ADHF’ den Federal Meclis seçimlerinin sonuçlarına dair degerlendirme

Almanya Federal Meclis seçimlerinde Kriz ve Saldırganlık Çıkmıştır.

ADHF (12.11.2013) İçinden geçmekte olduğumuz konjöktürel durumda,Alman burjuvazisi açısından önemli bir yerde duran 22 Eylül Federal meclis seçimleri CDU’nun zaferi ile sonuçlanmıştır.Hem dış hemde iç siyasal gelişmeler doğru bir şekilde degerlendirildiginde 22 Eylül secimlerinin Alman burjuvazisi ve Emekçiler açısından yarattığı Ya da yaratacağı Ekonomik ve Siyasal sonuçları daha iyi analiz etmiş oluruz.

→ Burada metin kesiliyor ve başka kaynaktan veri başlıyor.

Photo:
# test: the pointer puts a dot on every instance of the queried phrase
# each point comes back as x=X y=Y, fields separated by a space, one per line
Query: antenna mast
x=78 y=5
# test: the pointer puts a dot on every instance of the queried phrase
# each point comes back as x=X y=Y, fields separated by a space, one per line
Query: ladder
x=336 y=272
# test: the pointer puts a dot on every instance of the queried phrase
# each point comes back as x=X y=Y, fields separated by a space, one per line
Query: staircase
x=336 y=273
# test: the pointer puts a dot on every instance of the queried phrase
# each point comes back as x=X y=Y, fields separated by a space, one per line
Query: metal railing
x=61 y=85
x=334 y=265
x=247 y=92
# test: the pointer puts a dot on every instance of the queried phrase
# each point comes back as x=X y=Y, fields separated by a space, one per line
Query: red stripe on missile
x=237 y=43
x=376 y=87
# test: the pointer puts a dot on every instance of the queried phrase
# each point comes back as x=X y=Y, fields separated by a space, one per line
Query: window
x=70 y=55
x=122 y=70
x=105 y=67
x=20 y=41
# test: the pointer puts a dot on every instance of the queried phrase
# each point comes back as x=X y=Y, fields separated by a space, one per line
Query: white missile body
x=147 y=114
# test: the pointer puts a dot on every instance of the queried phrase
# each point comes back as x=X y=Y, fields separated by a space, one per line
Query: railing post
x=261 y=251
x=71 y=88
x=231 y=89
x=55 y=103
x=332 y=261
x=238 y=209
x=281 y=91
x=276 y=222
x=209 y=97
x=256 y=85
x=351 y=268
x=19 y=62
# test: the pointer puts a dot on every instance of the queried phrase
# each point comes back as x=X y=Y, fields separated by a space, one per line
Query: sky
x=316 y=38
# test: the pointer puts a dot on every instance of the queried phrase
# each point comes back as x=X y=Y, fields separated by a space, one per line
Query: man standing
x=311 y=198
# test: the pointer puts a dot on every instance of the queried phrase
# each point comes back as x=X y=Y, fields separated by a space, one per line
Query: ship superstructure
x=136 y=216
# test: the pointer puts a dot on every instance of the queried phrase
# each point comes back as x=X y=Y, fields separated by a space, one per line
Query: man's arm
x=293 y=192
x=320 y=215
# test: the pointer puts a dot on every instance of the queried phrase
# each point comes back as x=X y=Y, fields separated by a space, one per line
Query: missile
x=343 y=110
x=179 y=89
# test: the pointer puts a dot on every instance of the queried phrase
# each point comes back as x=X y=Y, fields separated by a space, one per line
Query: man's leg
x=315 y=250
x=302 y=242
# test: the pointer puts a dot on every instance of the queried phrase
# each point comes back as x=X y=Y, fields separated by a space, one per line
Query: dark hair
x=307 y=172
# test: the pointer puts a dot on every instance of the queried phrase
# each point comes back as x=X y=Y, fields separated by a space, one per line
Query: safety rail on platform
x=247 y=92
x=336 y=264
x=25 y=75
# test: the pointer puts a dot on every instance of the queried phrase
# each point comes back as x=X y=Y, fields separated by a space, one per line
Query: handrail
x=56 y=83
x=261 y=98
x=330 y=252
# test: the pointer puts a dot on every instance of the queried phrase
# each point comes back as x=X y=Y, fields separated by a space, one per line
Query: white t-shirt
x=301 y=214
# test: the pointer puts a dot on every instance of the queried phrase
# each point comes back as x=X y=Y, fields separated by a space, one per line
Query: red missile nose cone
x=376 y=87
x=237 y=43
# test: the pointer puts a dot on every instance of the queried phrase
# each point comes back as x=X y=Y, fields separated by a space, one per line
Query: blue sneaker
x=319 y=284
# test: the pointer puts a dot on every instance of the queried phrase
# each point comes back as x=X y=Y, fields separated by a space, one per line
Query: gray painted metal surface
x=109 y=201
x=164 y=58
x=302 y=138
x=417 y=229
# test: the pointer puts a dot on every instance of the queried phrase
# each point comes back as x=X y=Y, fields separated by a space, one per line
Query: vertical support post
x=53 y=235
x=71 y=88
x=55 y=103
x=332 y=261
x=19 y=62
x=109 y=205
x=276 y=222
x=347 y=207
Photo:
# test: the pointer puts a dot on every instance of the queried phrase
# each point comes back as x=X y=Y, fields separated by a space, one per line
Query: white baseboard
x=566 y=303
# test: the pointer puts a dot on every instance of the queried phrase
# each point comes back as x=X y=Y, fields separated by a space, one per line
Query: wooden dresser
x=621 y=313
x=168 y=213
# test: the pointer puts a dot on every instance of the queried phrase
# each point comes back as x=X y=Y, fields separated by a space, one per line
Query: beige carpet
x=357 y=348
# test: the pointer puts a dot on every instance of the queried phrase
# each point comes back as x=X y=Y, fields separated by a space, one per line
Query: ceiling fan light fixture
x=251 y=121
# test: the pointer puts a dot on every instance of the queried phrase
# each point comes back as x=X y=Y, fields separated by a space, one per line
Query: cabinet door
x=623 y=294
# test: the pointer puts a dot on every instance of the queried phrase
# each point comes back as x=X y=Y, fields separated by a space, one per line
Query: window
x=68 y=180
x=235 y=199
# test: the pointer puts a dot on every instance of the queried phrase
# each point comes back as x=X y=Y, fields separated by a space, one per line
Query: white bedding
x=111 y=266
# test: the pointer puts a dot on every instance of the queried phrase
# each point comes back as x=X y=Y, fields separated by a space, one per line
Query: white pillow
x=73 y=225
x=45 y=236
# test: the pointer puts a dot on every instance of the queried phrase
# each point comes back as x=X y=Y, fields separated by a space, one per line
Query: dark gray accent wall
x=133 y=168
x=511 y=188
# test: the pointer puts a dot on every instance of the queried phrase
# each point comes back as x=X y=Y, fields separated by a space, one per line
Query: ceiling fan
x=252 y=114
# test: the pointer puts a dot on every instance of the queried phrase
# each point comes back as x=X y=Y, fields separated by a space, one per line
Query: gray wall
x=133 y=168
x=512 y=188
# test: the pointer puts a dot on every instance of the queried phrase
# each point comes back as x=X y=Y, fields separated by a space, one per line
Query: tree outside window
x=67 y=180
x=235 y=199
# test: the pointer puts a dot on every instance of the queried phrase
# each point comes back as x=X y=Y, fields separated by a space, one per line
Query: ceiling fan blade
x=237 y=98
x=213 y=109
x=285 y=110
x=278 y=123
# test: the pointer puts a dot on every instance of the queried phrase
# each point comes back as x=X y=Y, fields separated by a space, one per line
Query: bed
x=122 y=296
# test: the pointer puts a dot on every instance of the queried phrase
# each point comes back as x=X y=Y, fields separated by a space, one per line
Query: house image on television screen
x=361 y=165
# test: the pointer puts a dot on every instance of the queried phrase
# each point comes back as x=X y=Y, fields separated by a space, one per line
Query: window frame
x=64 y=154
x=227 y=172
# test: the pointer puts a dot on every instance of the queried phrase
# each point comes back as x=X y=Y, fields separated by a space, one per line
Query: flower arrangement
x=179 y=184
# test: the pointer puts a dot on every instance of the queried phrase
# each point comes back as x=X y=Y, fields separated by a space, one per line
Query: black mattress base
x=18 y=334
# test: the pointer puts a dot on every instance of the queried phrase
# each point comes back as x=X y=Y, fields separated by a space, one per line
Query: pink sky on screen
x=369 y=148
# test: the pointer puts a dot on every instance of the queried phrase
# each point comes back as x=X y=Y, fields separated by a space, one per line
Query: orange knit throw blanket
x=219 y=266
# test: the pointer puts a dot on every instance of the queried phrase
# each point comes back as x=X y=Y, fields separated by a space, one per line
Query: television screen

 Herşeyden önce şunu vurgulamak gerekirki 22 Eylül seçimleri bütünlüklü ele alındığında kazananın Sermaye sınıfı olduğu açıktır.Seçimlerde CDU/CSU’nun büyük başarı ile çıkması tekelleri oldukça memnun etmiştir.Seçim sonuçlarından çıkarılacak bir diyer esas sonuç ise güven tazeleyen burjuvazinin hem içte hemde dışta saldırganlık politikalarını daha pervasız bir biçimde yürütecegidir.Seçimler sonucunda İşci sınıfı,Emekçiler,Göçmenler ve bir bütün olarak ezilenler açısından degişen bir şeyin olmadığı ve olmayacağı bir kez daha açık biçimde ortaya çıkmıştır.Almanyanın savaş politikaları devam ettirilerek,bankaların ve tekellerin imtiyazları dahada güçlendirilerek ve kriz bahane edilerek işçilere ve emekçilere dönük saldırılar dahada tırmandırılacaktır.

 CDU/CSU hariç tüm burjuva partiler seçimlerden kriz ve yenilgi ile çıkmıştır.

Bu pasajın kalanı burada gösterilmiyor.